High Efficiency Water Splitting using Ultrasound Coupled to a BaTiO(3) Nanofluid

To date, a number of studies have reported the use of vibrations coupled to ferroelectric materials for water splitting. However, producing a stable particle suspension for high efficiency and long‐term stability remains a challenge. Here, the first report of the production of a nanofluidic BaTiO(3) suspension containing a mixture of cubic and tetragonal phases that splits water under ultrasound is provided. The BaTiO(3) particle size reduces from approximately 400 nm to approximately 150 nm during the application of ultrasound and the fine‐scale nature of the particulates leads to the formation of a stable nanofluid consisting of BaTiO(3) particles suspended as a nanofluid. Long‐term testing demonstrates repeatable H(2) evolution over 4 days with a continuous 24 h period of stable catalysis.
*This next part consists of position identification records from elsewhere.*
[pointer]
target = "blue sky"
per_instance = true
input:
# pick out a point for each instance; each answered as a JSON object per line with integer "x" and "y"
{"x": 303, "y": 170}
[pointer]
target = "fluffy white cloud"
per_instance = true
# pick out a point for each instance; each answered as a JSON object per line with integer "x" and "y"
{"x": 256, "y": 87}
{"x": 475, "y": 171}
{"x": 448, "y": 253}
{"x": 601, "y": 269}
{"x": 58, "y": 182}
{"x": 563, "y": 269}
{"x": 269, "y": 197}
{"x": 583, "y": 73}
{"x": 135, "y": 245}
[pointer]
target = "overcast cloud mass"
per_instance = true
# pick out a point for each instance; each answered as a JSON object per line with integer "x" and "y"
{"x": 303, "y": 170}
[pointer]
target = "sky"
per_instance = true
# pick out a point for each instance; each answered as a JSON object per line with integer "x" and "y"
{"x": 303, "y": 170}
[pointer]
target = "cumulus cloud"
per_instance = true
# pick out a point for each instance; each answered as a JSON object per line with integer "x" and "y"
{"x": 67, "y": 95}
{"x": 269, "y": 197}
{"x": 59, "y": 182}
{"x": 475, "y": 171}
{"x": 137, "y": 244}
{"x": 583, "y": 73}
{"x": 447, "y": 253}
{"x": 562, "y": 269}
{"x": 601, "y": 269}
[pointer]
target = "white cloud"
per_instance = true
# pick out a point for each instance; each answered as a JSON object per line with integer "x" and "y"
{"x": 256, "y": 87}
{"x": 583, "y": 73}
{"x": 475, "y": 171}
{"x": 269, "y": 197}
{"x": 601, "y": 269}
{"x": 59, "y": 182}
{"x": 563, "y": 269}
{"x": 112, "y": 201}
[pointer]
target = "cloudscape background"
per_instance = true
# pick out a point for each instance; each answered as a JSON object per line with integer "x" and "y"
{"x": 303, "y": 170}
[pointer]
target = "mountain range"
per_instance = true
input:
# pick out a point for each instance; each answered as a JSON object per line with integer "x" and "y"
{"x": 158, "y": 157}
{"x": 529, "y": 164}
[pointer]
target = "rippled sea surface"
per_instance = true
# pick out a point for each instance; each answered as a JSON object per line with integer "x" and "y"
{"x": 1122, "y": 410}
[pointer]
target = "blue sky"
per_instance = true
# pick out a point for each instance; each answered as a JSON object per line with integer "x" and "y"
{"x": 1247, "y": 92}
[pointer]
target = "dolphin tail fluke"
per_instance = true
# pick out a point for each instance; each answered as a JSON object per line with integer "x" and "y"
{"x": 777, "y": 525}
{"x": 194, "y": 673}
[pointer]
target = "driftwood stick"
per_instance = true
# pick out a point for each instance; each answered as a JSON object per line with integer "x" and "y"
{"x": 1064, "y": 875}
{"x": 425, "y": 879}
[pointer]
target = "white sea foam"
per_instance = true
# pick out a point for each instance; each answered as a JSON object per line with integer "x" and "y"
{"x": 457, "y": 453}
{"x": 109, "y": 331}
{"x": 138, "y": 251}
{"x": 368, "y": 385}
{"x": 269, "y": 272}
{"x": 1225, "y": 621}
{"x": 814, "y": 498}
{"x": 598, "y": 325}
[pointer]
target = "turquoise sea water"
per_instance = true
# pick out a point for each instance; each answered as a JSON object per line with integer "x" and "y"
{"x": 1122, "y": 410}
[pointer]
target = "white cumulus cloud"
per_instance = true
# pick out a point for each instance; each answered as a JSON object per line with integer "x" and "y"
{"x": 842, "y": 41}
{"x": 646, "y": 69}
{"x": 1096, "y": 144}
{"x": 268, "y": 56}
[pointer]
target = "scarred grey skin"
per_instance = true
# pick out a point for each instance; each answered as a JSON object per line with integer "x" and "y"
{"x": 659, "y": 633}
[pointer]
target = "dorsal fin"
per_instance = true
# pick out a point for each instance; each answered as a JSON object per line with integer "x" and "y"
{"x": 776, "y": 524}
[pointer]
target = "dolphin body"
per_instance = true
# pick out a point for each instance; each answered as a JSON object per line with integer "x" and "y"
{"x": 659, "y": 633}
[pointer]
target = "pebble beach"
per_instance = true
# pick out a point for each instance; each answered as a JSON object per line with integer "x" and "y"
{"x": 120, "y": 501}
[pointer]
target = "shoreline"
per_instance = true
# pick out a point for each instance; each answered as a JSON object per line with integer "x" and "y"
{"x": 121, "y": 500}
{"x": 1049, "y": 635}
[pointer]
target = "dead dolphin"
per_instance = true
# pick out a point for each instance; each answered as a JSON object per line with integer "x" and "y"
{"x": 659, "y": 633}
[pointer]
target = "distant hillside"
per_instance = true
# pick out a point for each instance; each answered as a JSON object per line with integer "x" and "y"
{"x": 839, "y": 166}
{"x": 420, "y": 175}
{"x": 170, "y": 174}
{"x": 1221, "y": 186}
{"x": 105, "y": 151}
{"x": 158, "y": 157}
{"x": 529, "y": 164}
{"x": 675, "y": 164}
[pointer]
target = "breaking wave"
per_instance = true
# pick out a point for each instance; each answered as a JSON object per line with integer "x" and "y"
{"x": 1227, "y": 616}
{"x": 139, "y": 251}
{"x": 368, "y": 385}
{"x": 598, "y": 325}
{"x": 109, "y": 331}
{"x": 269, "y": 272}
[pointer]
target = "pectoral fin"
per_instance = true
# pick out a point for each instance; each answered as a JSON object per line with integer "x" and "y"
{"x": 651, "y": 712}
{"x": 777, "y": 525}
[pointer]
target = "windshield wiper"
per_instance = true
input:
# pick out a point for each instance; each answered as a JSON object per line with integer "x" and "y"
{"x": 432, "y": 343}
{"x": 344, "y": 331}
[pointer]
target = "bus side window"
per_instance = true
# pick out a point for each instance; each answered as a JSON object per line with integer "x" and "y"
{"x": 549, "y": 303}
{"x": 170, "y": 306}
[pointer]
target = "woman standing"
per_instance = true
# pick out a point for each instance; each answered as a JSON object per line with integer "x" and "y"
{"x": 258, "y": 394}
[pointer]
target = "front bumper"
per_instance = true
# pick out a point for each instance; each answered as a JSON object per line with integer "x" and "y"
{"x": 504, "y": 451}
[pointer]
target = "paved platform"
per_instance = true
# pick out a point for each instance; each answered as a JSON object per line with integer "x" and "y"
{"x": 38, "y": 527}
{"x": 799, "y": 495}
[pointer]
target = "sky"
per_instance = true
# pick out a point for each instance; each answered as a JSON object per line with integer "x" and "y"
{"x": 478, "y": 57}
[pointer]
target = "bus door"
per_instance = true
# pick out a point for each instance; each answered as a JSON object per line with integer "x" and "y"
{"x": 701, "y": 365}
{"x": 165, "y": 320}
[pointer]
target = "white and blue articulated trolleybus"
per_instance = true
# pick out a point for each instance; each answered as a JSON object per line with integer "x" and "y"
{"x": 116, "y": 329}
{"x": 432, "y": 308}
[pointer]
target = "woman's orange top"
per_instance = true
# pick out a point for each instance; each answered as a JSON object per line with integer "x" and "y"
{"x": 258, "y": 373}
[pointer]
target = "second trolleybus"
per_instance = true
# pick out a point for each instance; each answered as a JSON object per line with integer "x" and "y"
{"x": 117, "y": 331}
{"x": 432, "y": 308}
A maximum rate of H(2) evolution is found to be 270 mmol h(–1) g(–1) for a loading of 5 mg l(–1) of BaTiO(3) in 10% MeOH/H(2)O. This work indicates the potential of harnessing vibrations for water splitting in functional materials and is the first demonstration of exploiting a ferroelectric nanofluid for stable water splitting, which leads to the highest efficiency of piezoelectrically driven water splitting reported to date.